Our great collective dramas—our social and technological changes, wars, revolutions, great social progress or religious revivals—are also not real in any ultimate sense, though they may have strong karmic energies. Groups of people, like individuals, come and go in the nature of creation like waves on the sea. Each one of us is but a wave, yet each one of us contains the entire ocean as our support. Yet that ocean has no name or form.
Suffering contains an energy to awaken us to our higher truth, to get us to question who we really are – what is our eternal identity in this transient world? Suffering can connect us to a special purifying form of Agni or the yogic fire, the Agni Pavaka of the vedas.
The sad thing is that the sufferings which are inevitable in life seldom awaken us to the falseness of our personal seeking in the outer world. The material world inherently contains a component of suffering because it is the limited by time and space, and bound by inertia and necessity. To experience suffering is to face the inherent limitation of material existence and physical life. We should not try to flee suffering but to understand it, to discover the truth of life that it reflects. Then suffering can liberate us into a lasting joy. It is like a fire. We must experience pain if we put our hand into a fire because that pain is showing us the limitations of material forces. There is no punishment involved but simply the boundaries of the laws of time-bound nature that we must navigate through.
The truth is simple: Only when we allow our suffering to liberate us can we become liberated from suffering.

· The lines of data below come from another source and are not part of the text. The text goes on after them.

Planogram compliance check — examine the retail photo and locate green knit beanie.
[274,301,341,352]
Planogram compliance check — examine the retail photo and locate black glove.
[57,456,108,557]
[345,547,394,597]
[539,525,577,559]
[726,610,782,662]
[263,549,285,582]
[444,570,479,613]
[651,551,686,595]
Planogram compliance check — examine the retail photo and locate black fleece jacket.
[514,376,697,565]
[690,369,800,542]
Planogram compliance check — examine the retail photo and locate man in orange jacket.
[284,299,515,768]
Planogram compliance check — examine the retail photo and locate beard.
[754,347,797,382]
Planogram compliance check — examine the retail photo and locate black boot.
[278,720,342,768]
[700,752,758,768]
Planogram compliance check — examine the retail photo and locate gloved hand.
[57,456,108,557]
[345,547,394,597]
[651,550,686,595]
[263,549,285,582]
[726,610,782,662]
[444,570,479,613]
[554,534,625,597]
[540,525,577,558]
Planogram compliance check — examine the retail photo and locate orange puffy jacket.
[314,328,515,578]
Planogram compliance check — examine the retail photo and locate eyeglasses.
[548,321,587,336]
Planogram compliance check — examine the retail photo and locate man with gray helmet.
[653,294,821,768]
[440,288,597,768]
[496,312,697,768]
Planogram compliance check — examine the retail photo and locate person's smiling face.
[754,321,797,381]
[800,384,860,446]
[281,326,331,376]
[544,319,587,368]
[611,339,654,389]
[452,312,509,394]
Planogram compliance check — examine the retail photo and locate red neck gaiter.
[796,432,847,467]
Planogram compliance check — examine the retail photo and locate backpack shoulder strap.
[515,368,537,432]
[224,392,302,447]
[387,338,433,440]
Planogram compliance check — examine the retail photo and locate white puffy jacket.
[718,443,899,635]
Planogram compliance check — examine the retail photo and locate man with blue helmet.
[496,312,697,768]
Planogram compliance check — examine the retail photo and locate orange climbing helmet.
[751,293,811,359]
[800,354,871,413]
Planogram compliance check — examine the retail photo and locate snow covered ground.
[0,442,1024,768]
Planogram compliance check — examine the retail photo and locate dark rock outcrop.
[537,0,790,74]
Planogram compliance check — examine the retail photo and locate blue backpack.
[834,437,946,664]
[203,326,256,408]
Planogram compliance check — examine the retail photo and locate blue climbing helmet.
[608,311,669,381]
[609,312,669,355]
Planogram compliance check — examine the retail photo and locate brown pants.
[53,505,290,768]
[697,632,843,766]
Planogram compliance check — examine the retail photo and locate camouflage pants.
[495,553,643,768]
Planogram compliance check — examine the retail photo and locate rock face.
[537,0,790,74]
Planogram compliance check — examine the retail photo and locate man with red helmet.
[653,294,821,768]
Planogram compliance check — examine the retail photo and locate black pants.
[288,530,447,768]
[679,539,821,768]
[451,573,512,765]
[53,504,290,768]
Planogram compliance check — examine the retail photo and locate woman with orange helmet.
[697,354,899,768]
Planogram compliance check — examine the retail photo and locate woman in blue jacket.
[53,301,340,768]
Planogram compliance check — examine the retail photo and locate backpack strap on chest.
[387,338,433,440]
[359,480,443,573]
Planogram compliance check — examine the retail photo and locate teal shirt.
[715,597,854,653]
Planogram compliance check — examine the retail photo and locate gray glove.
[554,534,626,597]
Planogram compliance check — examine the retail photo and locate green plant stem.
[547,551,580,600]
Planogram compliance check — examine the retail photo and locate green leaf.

Suffering can be the breaking of the boundaries of the known and the familiar, if we use it to recognize the limitations of our outer lies. If we are open to the truth of suffering, suffering can cleanse and transform the mind and heart.
My prayer is not that we do not suffer, as suffering is inevitable and forms an integral part of life. My prayer is that we learn from our suffering, which is to learn to become aware of what suffering is showing us about the transience of life. Then suffering aids in our liberation from time and desire. This is the essence of psychological healing that clears out our karmas and samskaras and takes us to the highest truth.
Once someone asked the great sage Bhagavan Ramana Maharshi why God does not ordain universal God Realization and put an end to all suffering for everyone. Ramana, with his usual deep wisdom replied – Because suffering is the way to the realization of the Divine.
Here we must also remember the role of tapas or ascetic practices in Yoga Sadhana, which form the first part of Kriya Yoga to purify the mind. Disease is said to be one of the highest forms of tapas if we approach it with patient awareness. Patient endurance along with an inner awareness and surrender to the Divine aid us in this process.